That is, the invention according to claim 1 comprises a recording layer containing a polymer liquid crystal on a support or on an intervening layer provided on the support, and one of the recording layers is provided. A part is heated to a recording preset temperature above the glass transition temperature (Tg) of the polymer liquid crystal, and the liquid crystal state developed by this heating is cooled below the glass transition temperature (Tg) and fixed to form a recorded image. Based on the premise of the method for producing a rewritable heat-sensitive recording medium in which the entire recording layer is heated to the isotropic phase transition temperature (Tcl) of the polymer liquid crystal or higher to make the recording layer transparent and the recorded image is erased, On the body or on the intervening layer,
A liquid crystal monomer that is radically polymerizable by light irradiation and a monomer coating liquid containing a photopolymerization initiator as a main component are applied to form a coating film, and this coating film is irradiated with light to remove the liquid crystal monomer in the coating film. The above recording layer containing a polymer liquid crystal is formed by polymerization, while the invention according to claim 2 is the rewritable thermosensitive recording medium as described above, which is similar to the invention according to claim 1. On the premise of the production method of 1., a coating film is formed by applying a monomer coating liquid containing a liquid crystal monomer radically polymerizable by electron beam irradiation as a main component on a support or an intervening layer to form a coating film, and The liquid crystal monomer in the coating film is polymerized by irradiating it with an electron beam to form the recording layer containing a polymer liquid crystal.

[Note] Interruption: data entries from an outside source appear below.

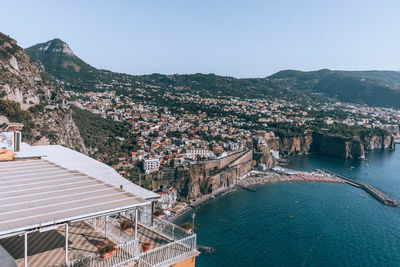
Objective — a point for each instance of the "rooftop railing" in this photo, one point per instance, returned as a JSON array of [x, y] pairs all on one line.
[[181, 243]]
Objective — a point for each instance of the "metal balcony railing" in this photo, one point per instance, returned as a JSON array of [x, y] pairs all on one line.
[[181, 243]]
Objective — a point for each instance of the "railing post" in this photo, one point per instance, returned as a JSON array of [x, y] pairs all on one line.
[[66, 244]]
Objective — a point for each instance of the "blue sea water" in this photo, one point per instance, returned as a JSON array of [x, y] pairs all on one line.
[[307, 224]]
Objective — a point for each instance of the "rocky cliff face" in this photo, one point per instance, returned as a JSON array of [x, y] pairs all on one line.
[[22, 81], [334, 146]]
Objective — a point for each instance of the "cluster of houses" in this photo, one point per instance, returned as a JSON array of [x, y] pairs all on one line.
[[168, 137]]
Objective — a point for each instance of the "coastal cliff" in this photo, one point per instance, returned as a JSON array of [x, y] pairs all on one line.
[[334, 146]]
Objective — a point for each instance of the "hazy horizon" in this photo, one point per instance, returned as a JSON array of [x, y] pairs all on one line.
[[229, 38]]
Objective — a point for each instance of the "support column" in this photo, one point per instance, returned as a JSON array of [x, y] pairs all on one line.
[[136, 224], [26, 249], [105, 226], [66, 243], [136, 242]]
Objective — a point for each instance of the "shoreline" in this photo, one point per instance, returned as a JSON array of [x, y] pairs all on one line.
[[254, 177]]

The invention according to claim 3 is premised on the method for manufacturing a thermosensitive recording medium according to claim 1 or 2.
The liquid crystal monomer is composed of a mixture of a cholesteric monomer and a nematic monomer having a composition ratio of 5 mol% or more and 50 mol 5 or less.

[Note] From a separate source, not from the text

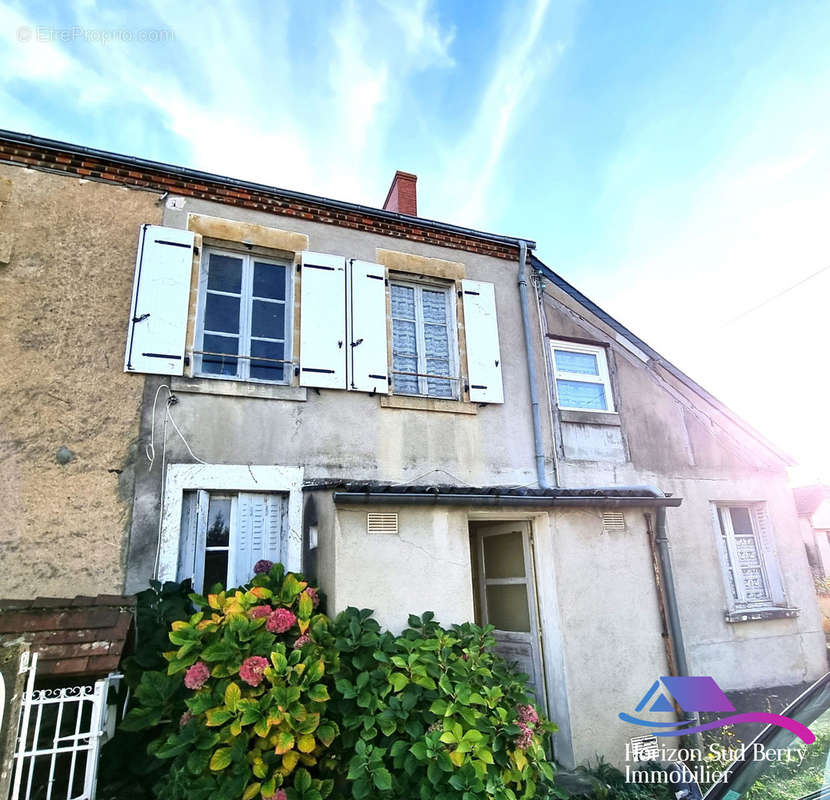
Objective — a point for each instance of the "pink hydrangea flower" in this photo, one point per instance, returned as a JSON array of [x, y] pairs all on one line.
[[196, 676], [527, 714], [252, 670], [280, 620], [315, 598], [524, 739]]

In such technical means, a liquid crystal monomer which can be radically polymerized by light irradiation or electron beam irradiation is a nematic monomer and a collectic monomer having radically polymerizable unsaturated bonds by light or electron beam irradiation. Mixtures can be applied.

As the above nematic monomer,

[Chemical 1] And the like, and as the cholesteric monomer,

[Chemical 2] Etc. can be applied.

The polymer liquid crystal polymerized and formed by irradiation with light or electron beam has a structure in which a nematic monomer polymerized portion and a cholesteric monomer polymerized portion are bonded, and as an example of the nematic monomer polymerized portion, Is in a state where the above chemical formula (1) is polymerized with each other,

[Chemical 3] However, as an example of the cholesteric monomer polymerization part, the above chemical formula (2) is in a state of being polymerized with each other,

[Chemical 4] Is mentioned.

However, in the above chemical formulas (1) to (4), X
Is either -O- or -NH-. Further, in chemical formulas (3) and (4), α and β are integers indicating the degree of polymerization of each monomer.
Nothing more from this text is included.